On April 20, 2005, President Bush signed into law the Bankruptcy
Abuse Prevention and Consumer Protection Act of 2005 (BAPA).
The new law generally makes it tougher for people to protect
their assets, but there are some exceptions. For instance,
IRAs, fast becoming the biggest asset people have, actually
receive more protection under the new law, which takes effect
on October 17, 2005
Under the new law, up to $1 million of assets held in a traditional
IRA and Roth IRA, or a larger amount determined by the bankruptcy
court “in the interests of justice,” will be
exempt from the IRA owner's bankruptcy estate.
What’s more, IRA assets that came from an employer
retirement plan rollover (such as a 401(k), 403(b), or profit-sharing
plan) will not be subject to the claims of the IRA owner’s
creditors, regardless of the state in which the IRA owner
resides or the value of rollover assets and their subsequent
growth.
BAPA has other details to digest as well. For instance,
the new law also reinforces the unlimited protection for
401(k) plans, 457 plans, 403(b) plans, governmental plans,
and tax-exempt organization retirement plans, and adds to
the list exemptions from the bankruptcy estate for SEP-IRAs,
SIMPLE IRAs, Keogh plans and solo 401(k) plans. And given
unlimited bankruptcy creditor protection, such retirement
accounts are likely to become even more attractive retirement-savings
vehicles in years to come.
Also, retirement funds in transit from one IRA or retirement
account to another are also protected under the new bankruptcy
law. The law even provides protection if funds are withdrawn
from an IRA and rolled over within 60 days back into an IRA
or retirement account.
But not all facets of IRAs are protected. For instance,
required minimum distributions, 72(t) distributions, and
hardship distributions are not protected under BAPA. Once
money is withdrawn from a plan it is no longer protected.
What’s more, the new law provides greater creditor
protection for IRA assets, but only in bankruptcy. They do
not apply to judgments awarded in other courts where state
creditor protection laws will apply. And BAPA will not stop
a divorcing spouse from taking a share of the pension.
So what’s the significance of the new law? First,
the new law creates clarity where there had been confusion.

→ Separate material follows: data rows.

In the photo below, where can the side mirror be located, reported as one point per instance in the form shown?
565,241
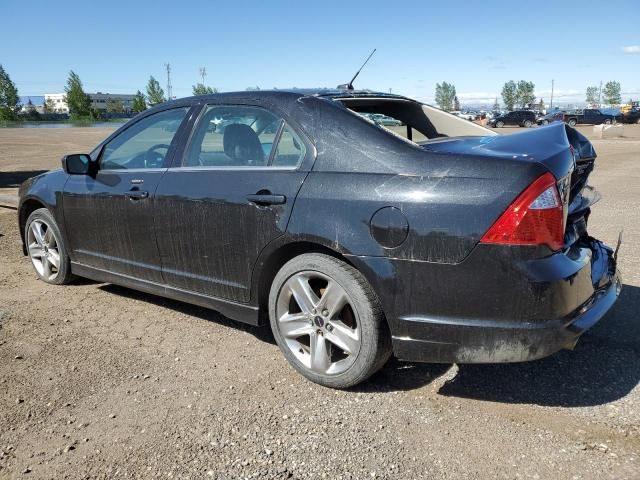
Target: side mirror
76,164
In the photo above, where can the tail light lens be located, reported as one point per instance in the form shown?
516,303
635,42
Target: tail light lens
536,217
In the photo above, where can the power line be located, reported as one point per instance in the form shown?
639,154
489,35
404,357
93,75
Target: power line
169,93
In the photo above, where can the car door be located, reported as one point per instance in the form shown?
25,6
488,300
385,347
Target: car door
109,215
228,196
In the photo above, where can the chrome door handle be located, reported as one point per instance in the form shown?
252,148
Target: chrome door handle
267,199
137,194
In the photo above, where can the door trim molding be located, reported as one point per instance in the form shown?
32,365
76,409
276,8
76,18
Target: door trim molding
236,311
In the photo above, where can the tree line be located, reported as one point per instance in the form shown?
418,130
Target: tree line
521,94
79,102
514,95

Prior to BAPA, it was difficult to determine how a person’s
IRA would be exempt from claims of his or her creditors if
they filed for personal bankruptcy. There was such a confusing
mix of federal and state laws and court cases that a person
did not know whether or how much of his/her “rollover” IRA
would be subject to claims of creditors. That is no longer
the case. Of note: IRA owners who live in states that have
poor IRA creditor protection benefit most from the new law.
One implication of the new law: Investors may want to keep
IRAs that are funded with rollover contributions separate
from IRAs funded with annual contributions. The Economic
Growth and Tax Relief Reconciliation Act (EGTRRA) of 2001
made obsolete the need to create a conduit IRA, but the new
law provides an incentive to have separate IRAs – an
IRA funded with rollovers and one funded with contributions.
To commingle rollover and contributory IRA assets would make
it difficult to identify which portion of the IRA represented
assets that are “unlimited protection” rollovers
(plus earnings) and which portion represented IRA contributions
and earnings (subject to the $1 million limitation).
The new law also encourages investors to rollover their
401(k) to an IRA after they leave an employer. Prior to BAPA,
investors often left their funds in their former employer’s
401(k) plan since such plans were fully protected from bankruptcy.
But now 401(k) plans and IRAs have near equal protection
from creditor claims, so there’s less reason to leave
such funds behind.
Of note, there are some good reasons to transfer funds from
a 401(k) to an IRA. For instance, transferring a 401(k) to
an IRA not only broadens investment options, but also may
open the door to create what some refer to as a “stretch
IRA”, an IRA that continues to grow tax-deferred over
the life of its beneficiaries. The downside to leaving money
in a 401(k) plan is that oftentimes money in such plans must
be immediately distributed to beneficiaries after the plan
participant dies, eliminating any chance of the plan participant
creating a stretch IRA.
But there are some good reasons to leave the money in a
401(k). For instance, qualified retirement plans are protected
under ERISA, which extends to judgments other than bankruptcy,
regardless of your state law.
Like all new laws, BAPA will likely be challenged at some
point by creditors in the courts. So it would be considered
prudent to seek the advice of your financial planner and
a bankruptcy attorney, and frequently review any legal challenges
and clarifications issued by federal authorities including
the Internal Revenue Service (IRS) or Department of Treasury.